La
perspective donne un tempo.
Un
monstrueux pylône gâche la ligne de crête. Binh-Dû irascible ne verrait que
lui. Rêvant de sabotage (l’attaquer à la pince-monseigneur ? remplir une
gourde d’acide ?).
Faudrait-il
sensibiliser les employés de supérette à l’infamie que constitue la musique diffusée dans ces lieux déjà mortifères ? Serait-ce charitable ?
Serait-ce pour leur bien ? Leur faire savoir que nombre de leurs neurones
sont ainsi irrémédiablement détruits (à moins d’un sevrage
drastique en cure de silence) ?
Faut-il
dire et redire la désolation sans bornes que
génère le comportement humain ? Est-ce intéressant, est-ce utile, cela se
justifie-t-il ? Ou plutôt varier les obsessions, il en est de plus
plaisantes et généreuses, adoucir le regard, musicaliser l’ouïe. (L’odorat, le
goût, le toucher sont aussi attaqués, mais autant établir des priorités.)
Ne jamais
oublier de chercher ailleurs, où réside la joie. Une âme plus sereine l’aurait
à peine remarqué, ce foutu pylône. Pour autant, savoir qu’il détonne, et le
regarder en face, car ne pas voir le pylône c’est ignorer le mendiant.

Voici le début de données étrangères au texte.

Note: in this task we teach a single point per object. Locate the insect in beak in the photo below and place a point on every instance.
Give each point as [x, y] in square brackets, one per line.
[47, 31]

Peut-être simplement ne pas se fournir en acide, et simplement donner la pièce.
Tel est ce monde, et voilà tout.
Un amas
de chenilles forme champignon mouvant d’où l’on ne voudrait jamais s’extirper.

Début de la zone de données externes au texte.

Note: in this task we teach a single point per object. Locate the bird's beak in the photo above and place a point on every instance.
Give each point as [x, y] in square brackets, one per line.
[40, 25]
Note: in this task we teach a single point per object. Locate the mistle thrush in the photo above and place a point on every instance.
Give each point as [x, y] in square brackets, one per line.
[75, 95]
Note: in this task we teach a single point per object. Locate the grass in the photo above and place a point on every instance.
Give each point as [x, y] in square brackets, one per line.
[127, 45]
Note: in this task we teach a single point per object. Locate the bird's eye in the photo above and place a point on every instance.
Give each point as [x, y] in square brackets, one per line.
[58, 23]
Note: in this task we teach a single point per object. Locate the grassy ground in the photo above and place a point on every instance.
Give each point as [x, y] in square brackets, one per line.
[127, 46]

Un c’est le cocon, vu d’en haut. La remembrance des ailes, en perspective. Deux
c’est la gravure oscillante d’une fleur sur la pierre. Ramasser l’ombre, la
pierre, la fleur ? Ou laisser vivre, trois ! C’est le tonnerre
soudain : ici ! Maintenant !
Franchis
vite le col avant que je ne te rattrape et te foudroie ! Oui, de l’autre
côté ce sera grandiose. Mais non, profite de chaque seconde ! Chaque pas
sur le névé. En bas il fera 35°, mais non ! Ici tu pleures de froid, ta
morve coule, profite ! Cours avant que cela ne tombe, cours sur le chemin,
la pluie s’abat, te fouette, accroupis-toi.
Tes
pieds vont être trempés. Les grêlons vont percer ta cape. Les grêlons vont te
briser le crâne ou les os de tes doigts en protection. La foudre va te tuer.
Mais finalement
: la vie devant soi excède en perspective une poignée de secondes.